Another soldier lopes through the trees and tips his head to Captain Amalia. We’ve been leaving traces of our journeyso the Darium forces can track us down, making the evidence look as accidental as we’re able to.
After yesterday’s confrontation, none of us has any doubt that High Commander Livius and his underlings will be eager for vengeance.
Our last sentry to arrive reported that the army was marching this way, only a couple of hours distant. I peer through the trees, hoping the man who stayed back to play a peddler walking the road will come out of his encounter with the Darium force in one piece.
He has to let the soldiers think they’ve bullied him into admitting he saw us hiding in these woods. With the grace of the gods, they’ll be in enough of a hurry to follow our trail that they simply toss him aside once he’s coughed up the information.
I check my sword at my side as if the algae might have stolen it when I wasn’t looking, my pulse beating faster. We had a huge victory yesterday. Today’s scheme isn’t even my plan—I’m not responsible for how it turns out.
But I’m here in the thick of it. And none of the other people around me would be here if I hadn’t lit the first spark of rebellion.
I sit down next to rather than on a bed roll, not wanting to risk contaminating it with the stink, and will my nerves to settle as well as I can. We can’t act until the Darium army reaches us. There’s nothing to do at the moment but wait.
Landric sinks onto the ground next to me, his eyes equally alert. Jostein and Iko have gathered with a few squad-mates around Captain Amalia. As my gaze lingers on them, taking in Jostein’s assured stance and Iko’s brilliant grin, Landric glances over at me.
He must be able to tell where I’m looking. His voice comes out low and even. “What’s going on between you and them… it’s more than just physical, isn’t it?”
I swallow hard, the motion bringing back an aftertaste of the mirewort Jostein passed to me earlier this morning. To make sure there are no unintended consequences from our passionate interlude.For now, he said as he set the packet in my hand, with a gleam in his bright blue eyes as if he could imagine a future when pregnancy would be welcome rather than a mistake.
The memory of that moment and of Landric finding us last night sends an awkward flush through my body. “I don’t see how it’s any of your business.”

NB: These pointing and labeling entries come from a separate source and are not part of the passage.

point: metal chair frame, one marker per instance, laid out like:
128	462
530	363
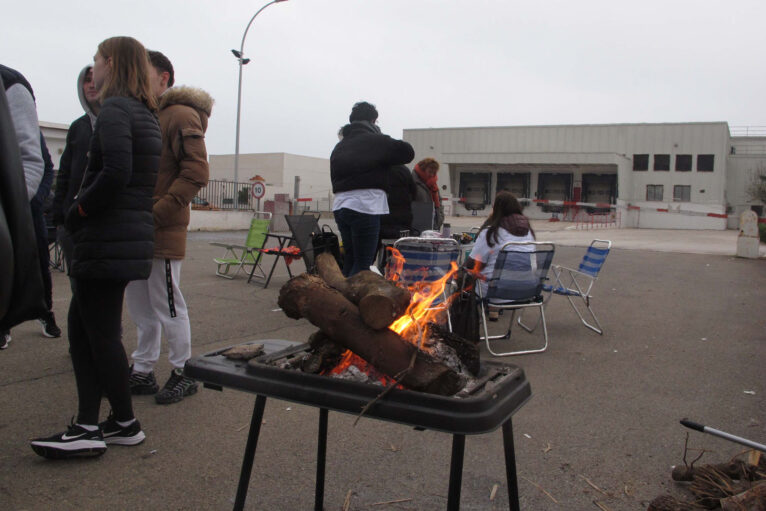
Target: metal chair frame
580	282
244	255
536	300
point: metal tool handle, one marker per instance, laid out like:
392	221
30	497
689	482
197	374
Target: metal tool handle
704	429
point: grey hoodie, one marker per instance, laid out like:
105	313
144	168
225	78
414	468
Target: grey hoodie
81	96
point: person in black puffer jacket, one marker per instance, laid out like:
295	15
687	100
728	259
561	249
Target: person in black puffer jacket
360	168
112	229
74	160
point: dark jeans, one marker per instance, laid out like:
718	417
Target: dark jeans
359	233
98	357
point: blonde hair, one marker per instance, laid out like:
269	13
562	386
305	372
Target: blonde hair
130	70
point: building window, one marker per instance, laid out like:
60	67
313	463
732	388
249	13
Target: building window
654	193
683	162
682	193
640	162
661	162
705	162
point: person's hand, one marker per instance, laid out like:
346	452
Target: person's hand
74	218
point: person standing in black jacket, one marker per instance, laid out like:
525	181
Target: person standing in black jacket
113	231
75	158
360	168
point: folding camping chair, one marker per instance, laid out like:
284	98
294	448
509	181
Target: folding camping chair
303	227
577	284
516	284
426	261
239	257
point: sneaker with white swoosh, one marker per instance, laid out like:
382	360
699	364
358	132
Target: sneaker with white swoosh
76	441
114	434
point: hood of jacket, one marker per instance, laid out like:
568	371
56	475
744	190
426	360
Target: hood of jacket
189	96
81	95
359	127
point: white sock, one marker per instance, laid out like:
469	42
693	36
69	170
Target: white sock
126	423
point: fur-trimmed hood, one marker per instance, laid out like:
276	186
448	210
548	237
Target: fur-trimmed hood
189	96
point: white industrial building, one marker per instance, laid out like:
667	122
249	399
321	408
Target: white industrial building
670	175
300	177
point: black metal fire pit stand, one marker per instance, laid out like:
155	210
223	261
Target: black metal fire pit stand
484	412
455	474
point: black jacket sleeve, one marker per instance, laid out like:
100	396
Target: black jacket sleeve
62	181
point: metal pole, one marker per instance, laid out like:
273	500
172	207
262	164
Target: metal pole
728	436
239	102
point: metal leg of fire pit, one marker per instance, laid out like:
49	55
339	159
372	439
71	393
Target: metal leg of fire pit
510	466
456	472
252	443
321	456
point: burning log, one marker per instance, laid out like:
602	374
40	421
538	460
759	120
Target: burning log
307	296
380	302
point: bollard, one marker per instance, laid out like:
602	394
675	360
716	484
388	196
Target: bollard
747	241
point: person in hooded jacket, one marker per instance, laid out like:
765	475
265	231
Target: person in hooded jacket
156	304
74	159
505	223
360	169
113	233
427	188
400	196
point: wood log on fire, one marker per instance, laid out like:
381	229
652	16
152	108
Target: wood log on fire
308	296
380	302
753	499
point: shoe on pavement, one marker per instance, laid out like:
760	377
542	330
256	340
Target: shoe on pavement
114	434
177	387
50	328
142	383
76	441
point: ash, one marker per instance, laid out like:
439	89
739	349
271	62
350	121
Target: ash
352	373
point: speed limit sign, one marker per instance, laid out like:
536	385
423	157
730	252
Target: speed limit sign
258	189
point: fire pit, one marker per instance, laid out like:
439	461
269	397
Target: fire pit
485	405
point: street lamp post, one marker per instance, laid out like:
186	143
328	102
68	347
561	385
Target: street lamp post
242	61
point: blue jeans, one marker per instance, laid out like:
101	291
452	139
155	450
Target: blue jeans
359	232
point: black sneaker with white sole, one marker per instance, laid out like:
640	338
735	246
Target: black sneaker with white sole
76	441
114	434
176	388
50	328
142	383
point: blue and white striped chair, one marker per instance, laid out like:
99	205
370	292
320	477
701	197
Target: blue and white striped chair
577	284
517	282
426	260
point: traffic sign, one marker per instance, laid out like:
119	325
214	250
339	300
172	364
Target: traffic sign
258	190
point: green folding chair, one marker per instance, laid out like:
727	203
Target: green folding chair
248	256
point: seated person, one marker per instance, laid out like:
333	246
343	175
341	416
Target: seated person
505	223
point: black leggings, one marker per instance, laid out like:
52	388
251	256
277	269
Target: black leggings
98	357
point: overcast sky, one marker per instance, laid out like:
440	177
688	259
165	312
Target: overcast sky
424	63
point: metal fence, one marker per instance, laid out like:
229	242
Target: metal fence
221	195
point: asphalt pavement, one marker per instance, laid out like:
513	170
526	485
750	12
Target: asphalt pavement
685	336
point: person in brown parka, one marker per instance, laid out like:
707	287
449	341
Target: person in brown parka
157	304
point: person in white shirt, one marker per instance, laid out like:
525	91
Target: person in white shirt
505	223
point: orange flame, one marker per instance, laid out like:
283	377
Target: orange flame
422	308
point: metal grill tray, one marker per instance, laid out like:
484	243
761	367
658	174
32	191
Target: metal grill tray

Landric winces. “I know it’s not. I know… I have a long way to go before you’ll really trust me. And you deserve to be happy.”
I raise an eyebrow. “I feel like there’s a ‘but’ coming.”
“Not really.” His gaze drops to the twigs and pebbles scattered on the forest floor around his feet. “This isn’t how I’d have wanted to look—or smell—when putting this out there, but it seems like I’d better say it now or I’ll lose any chance at all. I already lost so many when you were right there in front of me in town.”
Is he trying to present himself as an alternate suitor? My previous flush turns prickly beneath my skin. “If you’re saying that I should entertain your interest over theirs?—”
“No,” Landric says quickly, his head jerking back up so he can meet my eyes. “That wouldn’t be fair of me. But if it isn’t a competition between them, maybe... maybe you’d be willing to consider me alongside them.”
My breath snags in my throat. I don’t know how to answer him when he’s looking at me so earnestly, when all our tangled, painful history still hangs over us.
He means it right now. I don’t think he would have a couple of weeks ago. How quickly could his affections shift all over again?
I still don’t trust him. So why does my heart thump even faster at his proposition?
Before I have to respond to him or myself, a short whistle pierces the air. My stance tenses, rising up so I’m braced on my feet.
The army is almost on us. Any moment now…
The seconds pass by with the rustle of the leaves overhead and the stench of dried algae seeping into my nose. I’ve almost sat down again, thinking it was a false alarm, when one of the sentries posted at the edge of the forest comes running into our midst.
“The Darium army—they’ve found us! We’ve got to get out of here!”
He yells loud enough for his voice to carry all the way to the road behind him—which is the point. Let the enemy soldiers think they’re falling on us unexpectedly, that they’ve driven us into a panic.
We scramble to our feet, panic not at all difficult to feign when all those swords and lances are bearing down on us. At least the trees will shelter us from distant arrows.
Landric grasps my arm with a quick squeeze, fear flickering through his expression and vanishing beneath a firming of determination. A thunder of stomping feet reverberates through the trees as the Darium army barrels toward us.
All of us take off for the deeper forest. We need them to see us fleeing but not quite catch up with us until we’re amid the marl trees.
Taunting shouts ring out behind us. The high commander’s voice booms out in the same contemptuous tone as yesterday. “You won’t escape us now, vermin. We’ll stamp you all out like the rats you are.”
The stampede of footsteps sounds from either side of us—the Darium soldiers doing their best to surround us,coming up along the edges of this patch of forest where they can run faster on the un-treed ground.
I push myself faster and spot the mottled gray bark of the first marl trees up ahead.